Houve um silêncio. Não um silêncio chocado ou culpado. Era um silêncio irritado.
"Partiu a perna? Oh. Bem, ela vai ficar bem, certo? Tu és a melhor médica de lá. Tenho a certeza de que a consertaste."
Ele disse aquilo como se eu tivesse acabado de consertar um brinquedo partido.
"Onde estás, Pedro?" perguntei eu, calmamente.
"Estou a levar a Sra. Almeida e o Leo a jantar. Para celebrar. Ela insistiu. Não posso dizer que não, pois não? Isto é pelo nosso futuro."
"Nosso futuro," repeti eu, sem emoção. "Entendo."
"Ótimo. Fico feliz por finalmente entenderes as minhas prioridades. Tenho de ir. Liga-me mais tarde e diz-me como está a Eva."
Ele desligou.
Olhei para o telemóvel na minha mão.
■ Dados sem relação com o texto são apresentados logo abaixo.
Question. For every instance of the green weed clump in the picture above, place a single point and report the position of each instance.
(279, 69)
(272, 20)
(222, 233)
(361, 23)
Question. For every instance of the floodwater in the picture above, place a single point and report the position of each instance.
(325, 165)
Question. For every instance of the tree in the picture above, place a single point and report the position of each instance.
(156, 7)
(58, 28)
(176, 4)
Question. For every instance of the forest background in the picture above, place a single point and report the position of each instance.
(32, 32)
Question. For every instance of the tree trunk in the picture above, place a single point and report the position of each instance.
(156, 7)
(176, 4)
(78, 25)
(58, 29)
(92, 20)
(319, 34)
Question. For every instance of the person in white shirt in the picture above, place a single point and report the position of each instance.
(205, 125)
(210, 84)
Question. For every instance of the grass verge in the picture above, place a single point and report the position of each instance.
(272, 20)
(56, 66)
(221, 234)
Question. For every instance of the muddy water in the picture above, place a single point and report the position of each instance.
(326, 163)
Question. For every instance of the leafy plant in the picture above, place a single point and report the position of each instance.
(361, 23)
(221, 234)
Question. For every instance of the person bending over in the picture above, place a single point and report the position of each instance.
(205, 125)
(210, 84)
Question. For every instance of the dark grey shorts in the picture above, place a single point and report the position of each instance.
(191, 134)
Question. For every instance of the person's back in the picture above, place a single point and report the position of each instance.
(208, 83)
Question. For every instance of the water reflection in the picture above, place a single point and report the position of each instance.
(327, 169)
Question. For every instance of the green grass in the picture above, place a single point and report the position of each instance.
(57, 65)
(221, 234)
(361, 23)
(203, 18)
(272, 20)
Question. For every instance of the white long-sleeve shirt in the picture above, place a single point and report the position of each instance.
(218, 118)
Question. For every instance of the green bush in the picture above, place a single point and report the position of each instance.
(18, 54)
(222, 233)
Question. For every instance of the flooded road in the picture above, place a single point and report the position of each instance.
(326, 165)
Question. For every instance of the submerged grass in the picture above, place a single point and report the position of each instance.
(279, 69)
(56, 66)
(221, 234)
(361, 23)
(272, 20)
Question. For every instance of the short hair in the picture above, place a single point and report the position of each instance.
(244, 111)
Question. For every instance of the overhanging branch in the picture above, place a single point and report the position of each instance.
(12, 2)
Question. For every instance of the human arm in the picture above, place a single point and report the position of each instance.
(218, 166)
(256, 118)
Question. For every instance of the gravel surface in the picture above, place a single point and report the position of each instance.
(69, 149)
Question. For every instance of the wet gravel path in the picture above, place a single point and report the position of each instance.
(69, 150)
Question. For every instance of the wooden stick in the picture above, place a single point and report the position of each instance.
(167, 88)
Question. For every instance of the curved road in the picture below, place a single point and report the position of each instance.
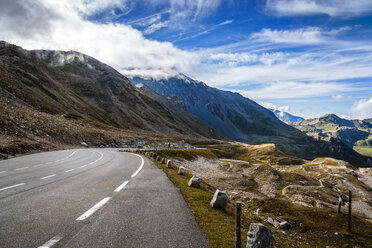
(92, 198)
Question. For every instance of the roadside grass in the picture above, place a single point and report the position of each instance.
(218, 225)
(266, 154)
(311, 227)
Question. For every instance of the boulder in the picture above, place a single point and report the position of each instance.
(169, 164)
(195, 182)
(181, 170)
(273, 222)
(220, 200)
(284, 224)
(259, 236)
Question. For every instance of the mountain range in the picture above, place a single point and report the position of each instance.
(286, 117)
(356, 134)
(242, 119)
(49, 97)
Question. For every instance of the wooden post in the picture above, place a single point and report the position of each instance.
(238, 230)
(349, 210)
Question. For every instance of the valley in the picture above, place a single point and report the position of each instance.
(56, 100)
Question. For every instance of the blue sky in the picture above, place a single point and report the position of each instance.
(308, 57)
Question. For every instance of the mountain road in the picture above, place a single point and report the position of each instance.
(92, 198)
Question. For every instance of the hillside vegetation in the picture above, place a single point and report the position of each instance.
(356, 134)
(302, 192)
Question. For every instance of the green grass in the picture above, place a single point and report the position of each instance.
(311, 227)
(364, 150)
(218, 225)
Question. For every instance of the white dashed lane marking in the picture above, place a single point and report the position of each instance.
(48, 176)
(51, 242)
(94, 208)
(13, 186)
(121, 186)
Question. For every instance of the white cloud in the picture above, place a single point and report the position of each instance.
(272, 106)
(156, 26)
(338, 97)
(334, 8)
(293, 90)
(361, 109)
(309, 35)
(115, 44)
(183, 13)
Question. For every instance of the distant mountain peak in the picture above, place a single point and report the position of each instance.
(285, 116)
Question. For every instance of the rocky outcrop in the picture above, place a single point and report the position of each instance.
(259, 236)
(195, 182)
(220, 200)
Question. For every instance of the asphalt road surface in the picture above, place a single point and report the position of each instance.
(92, 198)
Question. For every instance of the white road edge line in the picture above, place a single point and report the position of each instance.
(13, 186)
(48, 176)
(51, 242)
(140, 168)
(94, 208)
(121, 186)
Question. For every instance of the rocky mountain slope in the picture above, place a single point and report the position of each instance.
(262, 171)
(356, 134)
(242, 119)
(56, 82)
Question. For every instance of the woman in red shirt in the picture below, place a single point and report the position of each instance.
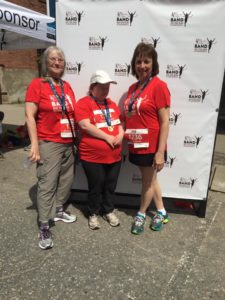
(50, 118)
(147, 124)
(100, 147)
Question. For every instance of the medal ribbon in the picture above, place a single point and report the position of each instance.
(105, 112)
(134, 98)
(62, 98)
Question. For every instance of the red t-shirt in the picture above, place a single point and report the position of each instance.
(144, 116)
(91, 148)
(49, 109)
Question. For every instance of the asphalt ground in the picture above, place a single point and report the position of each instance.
(183, 261)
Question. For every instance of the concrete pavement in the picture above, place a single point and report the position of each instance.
(185, 261)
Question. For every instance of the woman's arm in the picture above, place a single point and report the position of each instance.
(92, 130)
(163, 114)
(30, 116)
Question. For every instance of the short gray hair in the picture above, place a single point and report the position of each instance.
(45, 56)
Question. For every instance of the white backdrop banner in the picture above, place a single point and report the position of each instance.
(189, 39)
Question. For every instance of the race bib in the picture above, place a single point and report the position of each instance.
(65, 130)
(137, 137)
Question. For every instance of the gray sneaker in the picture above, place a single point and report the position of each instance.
(112, 219)
(93, 222)
(45, 239)
(65, 217)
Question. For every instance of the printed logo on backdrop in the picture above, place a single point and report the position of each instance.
(202, 45)
(153, 41)
(125, 18)
(175, 71)
(170, 161)
(73, 17)
(192, 141)
(180, 19)
(97, 43)
(197, 95)
(174, 118)
(122, 69)
(73, 68)
(187, 182)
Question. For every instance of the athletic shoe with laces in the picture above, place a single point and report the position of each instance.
(65, 217)
(93, 222)
(138, 225)
(112, 219)
(158, 220)
(45, 239)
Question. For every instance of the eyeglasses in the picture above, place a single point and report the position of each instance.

Depois olhei para a minha filha a dormir.
Prioridades.
Sim, agora eu entendia perfeitamente as prioridades dele.
E as minhas.
Abri a minha lista de contactos e encontrei o número de uma advogada de divórcios que uma colega me tinha recomendado há meses.
Hesitei por apenas um segundo.
Depois, carreguei em "ligar".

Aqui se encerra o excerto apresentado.